Slowing Down

August 25, 2010 | Present

There’s been a lot of press over the past month or two about the possible dangers of multitasking, and how it can hurt our ability to focus and remember. But it was only last night, driving home from work, and not distracted by all the other web pages fighting for my attention, that I really “got” the story. Listening to this interview with Matt Richtel, the journalist who has been reporting this topic for the NYTimes, I was able to  gave some attention to the topic.

Much of the research is still on-going, some of the findings are pretty interesting:

  • Every time you check your email [on a mobile device?] you experience stress.
  • Checking our devices reduces the degree to which we’re engaged in the world around us.
  • It’s important for us to take breaks from our devices in order to be physically healthy.
  • By being constantly interrupted, or drawn to our devices, we have less time to process the day’s input, let our minds wander, and to think creatively.
  • Even small things, like hyperlinks in text, reduces our focus on what we’re reading, and decreases comprehension.
  • And, from much earlier research, people can only really focus on one task at a time. (The specific example he gave was that we can’t listen to more than one conversation at a time, but generalizes to: multitasking is ineffective.)

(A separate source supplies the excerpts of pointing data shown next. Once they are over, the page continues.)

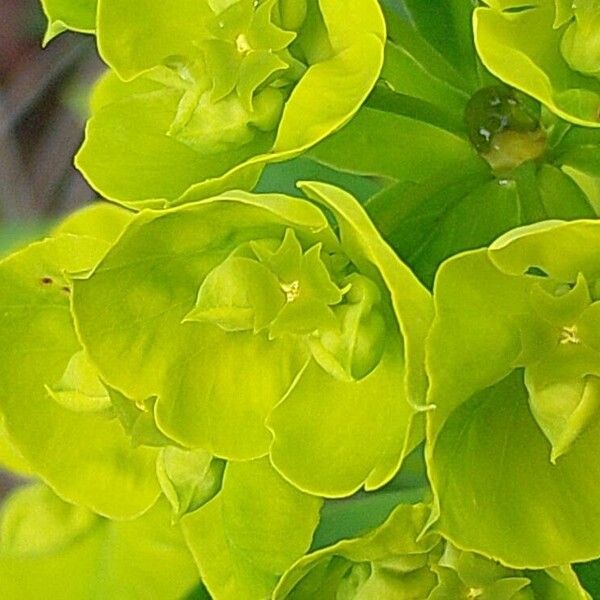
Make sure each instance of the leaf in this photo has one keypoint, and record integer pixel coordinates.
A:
(56, 550)
(430, 222)
(342, 83)
(589, 575)
(320, 426)
(447, 27)
(474, 332)
(151, 145)
(11, 459)
(188, 478)
(365, 247)
(251, 532)
(129, 156)
(77, 15)
(157, 292)
(536, 245)
(534, 63)
(124, 43)
(390, 145)
(99, 220)
(351, 517)
(39, 338)
(491, 454)
(389, 562)
(414, 68)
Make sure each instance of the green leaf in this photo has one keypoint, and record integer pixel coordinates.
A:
(238, 295)
(138, 420)
(188, 478)
(39, 339)
(342, 83)
(11, 459)
(77, 15)
(150, 145)
(56, 550)
(523, 49)
(414, 68)
(536, 245)
(491, 454)
(351, 517)
(252, 373)
(390, 145)
(123, 29)
(589, 575)
(79, 388)
(35, 522)
(99, 220)
(447, 27)
(388, 562)
(474, 332)
(129, 156)
(251, 532)
(468, 575)
(320, 426)
(368, 251)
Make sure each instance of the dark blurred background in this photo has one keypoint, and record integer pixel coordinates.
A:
(43, 98)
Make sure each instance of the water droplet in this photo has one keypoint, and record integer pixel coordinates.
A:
(485, 133)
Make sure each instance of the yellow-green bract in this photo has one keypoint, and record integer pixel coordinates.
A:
(397, 560)
(201, 96)
(249, 313)
(550, 49)
(514, 366)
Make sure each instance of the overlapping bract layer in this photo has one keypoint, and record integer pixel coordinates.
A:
(558, 65)
(248, 313)
(513, 364)
(201, 96)
(396, 560)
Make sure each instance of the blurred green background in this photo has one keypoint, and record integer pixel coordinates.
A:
(42, 111)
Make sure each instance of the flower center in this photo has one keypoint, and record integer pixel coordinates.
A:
(291, 290)
(504, 128)
(242, 44)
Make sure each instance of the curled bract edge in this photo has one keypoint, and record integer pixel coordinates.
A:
(514, 366)
(252, 313)
(198, 99)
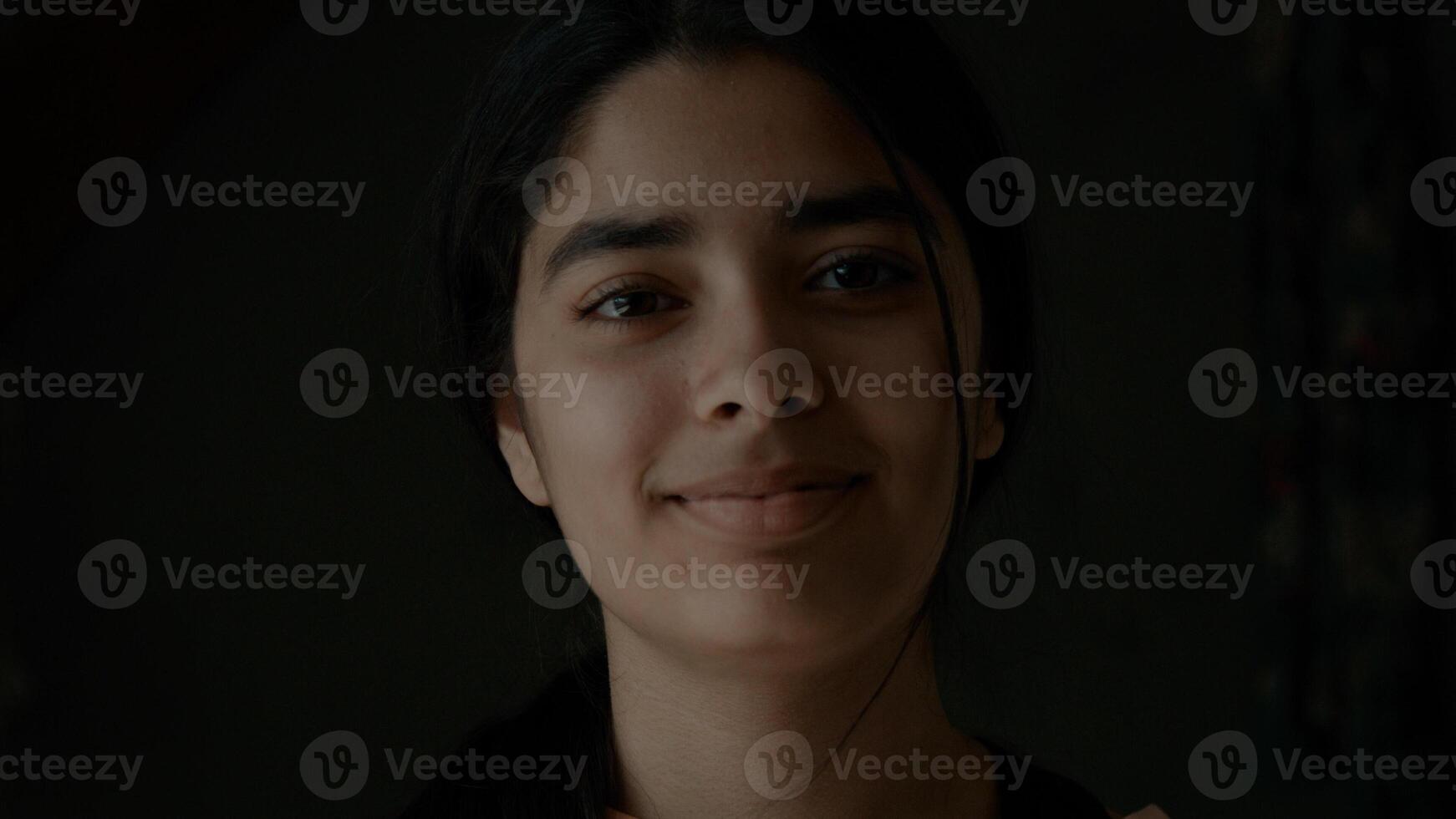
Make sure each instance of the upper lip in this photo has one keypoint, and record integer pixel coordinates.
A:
(759, 482)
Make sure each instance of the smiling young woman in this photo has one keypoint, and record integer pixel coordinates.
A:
(708, 326)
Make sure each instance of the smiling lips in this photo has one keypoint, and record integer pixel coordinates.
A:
(767, 504)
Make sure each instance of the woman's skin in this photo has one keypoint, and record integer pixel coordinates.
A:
(664, 459)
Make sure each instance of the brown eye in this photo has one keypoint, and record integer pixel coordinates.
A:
(858, 274)
(632, 304)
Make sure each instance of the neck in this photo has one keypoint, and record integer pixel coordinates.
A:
(686, 732)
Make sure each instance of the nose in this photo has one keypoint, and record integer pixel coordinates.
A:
(751, 365)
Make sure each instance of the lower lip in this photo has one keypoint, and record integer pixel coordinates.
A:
(769, 516)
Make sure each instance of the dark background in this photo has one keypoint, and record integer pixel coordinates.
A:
(220, 459)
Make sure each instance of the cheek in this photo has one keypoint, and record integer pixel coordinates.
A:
(594, 450)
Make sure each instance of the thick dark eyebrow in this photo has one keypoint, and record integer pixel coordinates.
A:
(868, 204)
(606, 235)
(594, 237)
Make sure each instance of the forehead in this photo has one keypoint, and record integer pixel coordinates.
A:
(751, 118)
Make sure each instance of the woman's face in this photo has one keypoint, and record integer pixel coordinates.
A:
(727, 508)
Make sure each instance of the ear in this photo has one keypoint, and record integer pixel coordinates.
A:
(990, 430)
(510, 435)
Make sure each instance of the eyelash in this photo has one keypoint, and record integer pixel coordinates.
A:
(626, 287)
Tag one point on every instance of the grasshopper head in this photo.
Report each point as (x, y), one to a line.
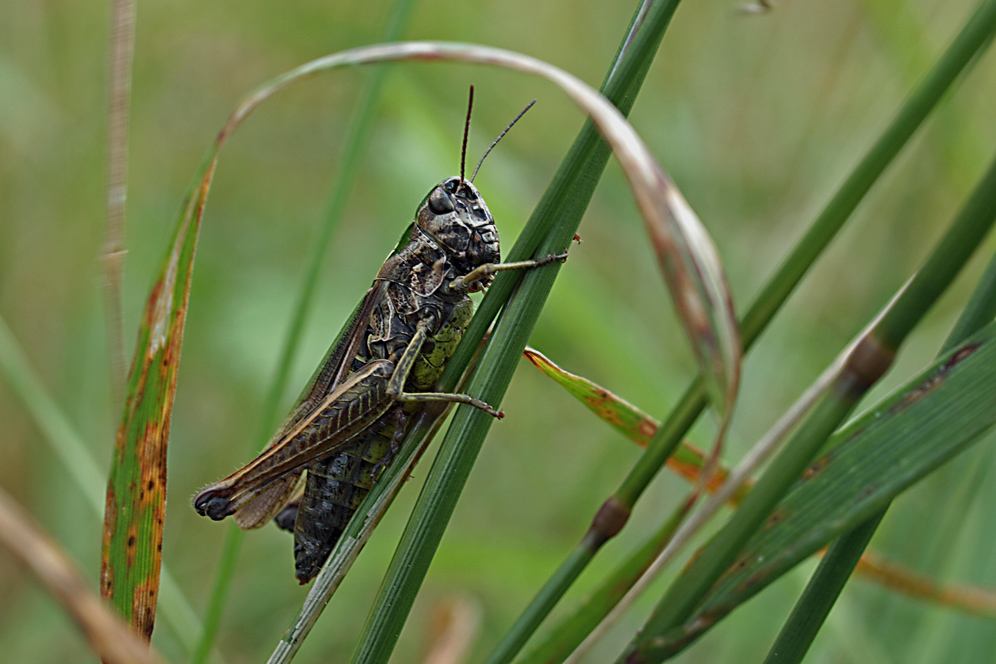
(458, 219)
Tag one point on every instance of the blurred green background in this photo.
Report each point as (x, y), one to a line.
(757, 117)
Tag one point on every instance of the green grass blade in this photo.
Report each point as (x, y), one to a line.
(958, 57)
(869, 360)
(920, 426)
(550, 228)
(358, 137)
(835, 569)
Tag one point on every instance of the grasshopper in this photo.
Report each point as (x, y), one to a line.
(375, 379)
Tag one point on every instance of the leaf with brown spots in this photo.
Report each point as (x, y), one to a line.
(136, 490)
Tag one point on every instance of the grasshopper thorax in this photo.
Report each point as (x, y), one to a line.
(455, 216)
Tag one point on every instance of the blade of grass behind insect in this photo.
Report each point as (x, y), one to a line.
(869, 361)
(649, 183)
(684, 414)
(72, 452)
(833, 572)
(556, 217)
(357, 139)
(972, 38)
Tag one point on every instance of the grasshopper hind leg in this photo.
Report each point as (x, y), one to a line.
(334, 488)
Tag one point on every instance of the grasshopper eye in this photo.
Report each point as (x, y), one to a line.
(440, 202)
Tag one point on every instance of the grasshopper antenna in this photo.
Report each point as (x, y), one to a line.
(466, 133)
(488, 151)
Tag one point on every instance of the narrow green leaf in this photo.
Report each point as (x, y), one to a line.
(631, 422)
(919, 427)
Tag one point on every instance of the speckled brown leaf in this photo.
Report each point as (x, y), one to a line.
(136, 491)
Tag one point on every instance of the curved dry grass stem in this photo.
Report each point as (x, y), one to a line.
(119, 67)
(767, 445)
(686, 254)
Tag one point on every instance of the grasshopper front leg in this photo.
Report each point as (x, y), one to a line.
(396, 385)
(482, 272)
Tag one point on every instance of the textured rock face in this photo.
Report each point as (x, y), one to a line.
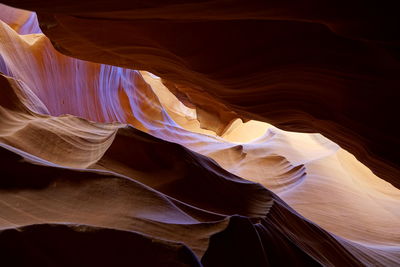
(308, 66)
(94, 154)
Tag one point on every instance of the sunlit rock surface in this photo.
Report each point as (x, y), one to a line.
(94, 155)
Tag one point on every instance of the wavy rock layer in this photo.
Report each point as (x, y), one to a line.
(308, 66)
(196, 196)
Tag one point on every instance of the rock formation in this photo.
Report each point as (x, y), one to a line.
(141, 142)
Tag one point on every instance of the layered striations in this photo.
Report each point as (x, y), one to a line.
(105, 165)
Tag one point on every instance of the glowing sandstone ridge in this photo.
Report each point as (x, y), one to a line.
(97, 155)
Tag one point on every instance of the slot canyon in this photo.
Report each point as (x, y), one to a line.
(199, 133)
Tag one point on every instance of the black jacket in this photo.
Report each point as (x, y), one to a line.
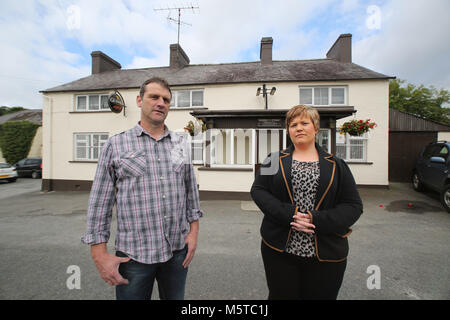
(337, 205)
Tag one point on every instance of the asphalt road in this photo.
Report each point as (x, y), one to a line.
(399, 248)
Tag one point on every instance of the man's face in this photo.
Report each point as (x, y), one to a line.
(154, 104)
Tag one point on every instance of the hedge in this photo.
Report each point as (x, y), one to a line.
(16, 138)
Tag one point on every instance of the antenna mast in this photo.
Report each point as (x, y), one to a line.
(178, 20)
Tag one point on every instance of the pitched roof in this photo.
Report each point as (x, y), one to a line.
(404, 121)
(205, 74)
(34, 116)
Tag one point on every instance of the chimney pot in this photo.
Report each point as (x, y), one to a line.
(341, 50)
(265, 53)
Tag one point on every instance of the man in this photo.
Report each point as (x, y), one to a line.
(146, 172)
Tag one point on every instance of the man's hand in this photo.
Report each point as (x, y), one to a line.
(191, 241)
(108, 265)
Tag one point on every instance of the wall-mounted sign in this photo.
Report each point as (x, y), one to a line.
(116, 103)
(270, 123)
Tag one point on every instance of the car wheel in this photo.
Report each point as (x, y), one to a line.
(417, 184)
(445, 197)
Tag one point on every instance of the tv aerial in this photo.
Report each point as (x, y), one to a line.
(178, 20)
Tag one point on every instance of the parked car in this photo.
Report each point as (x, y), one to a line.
(7, 172)
(29, 167)
(432, 171)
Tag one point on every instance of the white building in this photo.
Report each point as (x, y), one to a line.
(77, 120)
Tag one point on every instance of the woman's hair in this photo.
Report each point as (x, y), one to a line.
(302, 111)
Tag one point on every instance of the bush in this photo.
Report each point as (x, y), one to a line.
(16, 138)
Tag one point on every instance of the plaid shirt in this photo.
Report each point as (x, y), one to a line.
(153, 185)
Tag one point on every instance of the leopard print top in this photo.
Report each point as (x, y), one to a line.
(305, 181)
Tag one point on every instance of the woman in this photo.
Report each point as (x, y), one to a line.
(309, 200)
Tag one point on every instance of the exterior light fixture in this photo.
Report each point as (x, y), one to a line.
(116, 103)
(265, 92)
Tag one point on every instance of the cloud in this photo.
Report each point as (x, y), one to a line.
(47, 42)
(412, 43)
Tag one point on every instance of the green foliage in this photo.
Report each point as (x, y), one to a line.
(356, 127)
(421, 101)
(6, 110)
(16, 138)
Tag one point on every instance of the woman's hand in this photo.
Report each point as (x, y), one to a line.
(302, 222)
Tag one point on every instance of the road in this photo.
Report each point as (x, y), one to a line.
(21, 186)
(398, 249)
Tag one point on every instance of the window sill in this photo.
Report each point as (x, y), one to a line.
(97, 111)
(189, 108)
(224, 169)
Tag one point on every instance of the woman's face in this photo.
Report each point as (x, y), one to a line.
(302, 131)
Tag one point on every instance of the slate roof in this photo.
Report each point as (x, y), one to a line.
(34, 116)
(206, 74)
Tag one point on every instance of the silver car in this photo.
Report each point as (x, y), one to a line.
(7, 172)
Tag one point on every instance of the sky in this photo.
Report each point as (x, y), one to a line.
(46, 43)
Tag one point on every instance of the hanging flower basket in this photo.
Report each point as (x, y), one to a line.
(356, 127)
(195, 127)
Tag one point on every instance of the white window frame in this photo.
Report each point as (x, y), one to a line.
(199, 140)
(230, 155)
(90, 147)
(88, 97)
(348, 146)
(328, 131)
(330, 97)
(174, 102)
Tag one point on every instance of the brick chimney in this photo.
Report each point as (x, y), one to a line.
(265, 53)
(178, 58)
(101, 62)
(341, 50)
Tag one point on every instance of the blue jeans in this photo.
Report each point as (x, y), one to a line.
(170, 275)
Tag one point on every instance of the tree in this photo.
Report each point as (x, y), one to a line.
(16, 138)
(427, 103)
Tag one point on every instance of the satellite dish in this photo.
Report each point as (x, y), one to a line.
(116, 103)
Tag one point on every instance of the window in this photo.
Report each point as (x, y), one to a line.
(231, 147)
(323, 96)
(323, 139)
(197, 148)
(93, 102)
(187, 99)
(269, 140)
(89, 145)
(351, 148)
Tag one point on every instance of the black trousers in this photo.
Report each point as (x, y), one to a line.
(290, 277)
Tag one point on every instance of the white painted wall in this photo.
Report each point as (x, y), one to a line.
(60, 123)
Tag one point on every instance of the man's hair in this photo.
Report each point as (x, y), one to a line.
(302, 110)
(162, 82)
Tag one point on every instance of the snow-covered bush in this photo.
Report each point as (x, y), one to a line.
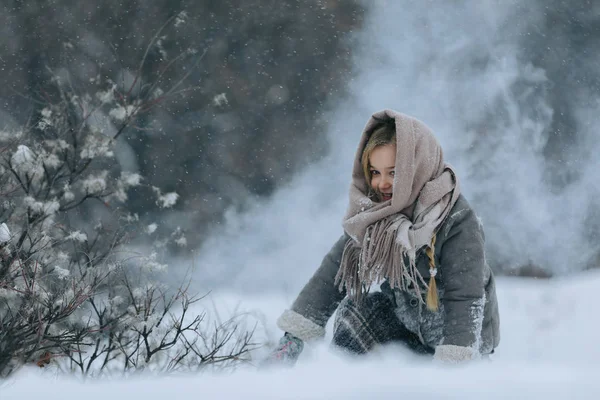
(73, 291)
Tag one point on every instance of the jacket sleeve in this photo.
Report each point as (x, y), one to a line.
(463, 268)
(318, 300)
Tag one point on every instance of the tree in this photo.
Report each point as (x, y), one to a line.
(73, 289)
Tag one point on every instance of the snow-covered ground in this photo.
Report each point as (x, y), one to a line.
(420, 60)
(549, 350)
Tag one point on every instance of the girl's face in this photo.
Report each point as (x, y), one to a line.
(382, 167)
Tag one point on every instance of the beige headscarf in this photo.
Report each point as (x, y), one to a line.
(386, 236)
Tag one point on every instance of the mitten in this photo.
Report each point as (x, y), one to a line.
(287, 351)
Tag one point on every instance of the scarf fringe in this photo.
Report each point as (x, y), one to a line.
(377, 260)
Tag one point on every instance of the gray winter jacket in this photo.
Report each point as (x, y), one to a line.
(468, 314)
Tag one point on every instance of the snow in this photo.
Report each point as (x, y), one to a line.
(548, 351)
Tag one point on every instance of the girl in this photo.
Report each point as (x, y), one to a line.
(409, 229)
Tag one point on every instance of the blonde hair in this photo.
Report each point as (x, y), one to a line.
(383, 135)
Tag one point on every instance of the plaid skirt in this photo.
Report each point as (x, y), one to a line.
(358, 328)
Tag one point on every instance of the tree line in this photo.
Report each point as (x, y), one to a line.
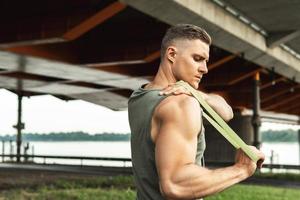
(267, 136)
(69, 136)
(288, 135)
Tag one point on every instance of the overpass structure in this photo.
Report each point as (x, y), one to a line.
(101, 50)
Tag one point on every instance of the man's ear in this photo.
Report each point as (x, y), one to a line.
(171, 53)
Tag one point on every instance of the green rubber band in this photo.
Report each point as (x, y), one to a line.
(219, 123)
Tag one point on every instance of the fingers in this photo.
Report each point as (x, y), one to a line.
(174, 89)
(261, 157)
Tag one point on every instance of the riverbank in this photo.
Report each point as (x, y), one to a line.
(53, 185)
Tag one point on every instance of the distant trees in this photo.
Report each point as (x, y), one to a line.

Individually, most of these aren’t really surprising — we kinda know them already. But the idea that there may be brain-chemistry explanations for them, potentially with long-term mental-health implications, is the big deal. He uses food as an analogy — both food and technology nourish us and are essential, but overindulging can be unhealthy. Some technologies are akin to “brussels sprouts” while others are more like “cookies.”

After hearing the story I started to think about my iPad. Lots has been written about how the iPad, with less emphasis on multitasking and multiple simultaneous windows, encourages greater concentration and focus. It’s much easier to, for example, read a book, or watch a video on an iPad because it’s harder to quickly jump to another app. It may not be the ideal environment for power-users, but the result is a calmer experience.

The story also reminded me of when, in “The September Issue,” Vogue creative director Grace Coddington tells of working with photographer Norman Parkinson. His advice to her: “Always keep your eyes open, keep watching because whatever you see out the window can inspire you.”

So… my immediate resolutions: remove distracting apps from my iPhone (goodbye We Rule), stop checking my phone so frequently for new messages, try, as much as possible, to use my iPad instead of my laptop, and… slow down. We’ll see how it goes.

In the spirit of calming down (and to give this post at least one image) check out Oblique Strategies for the iPhone.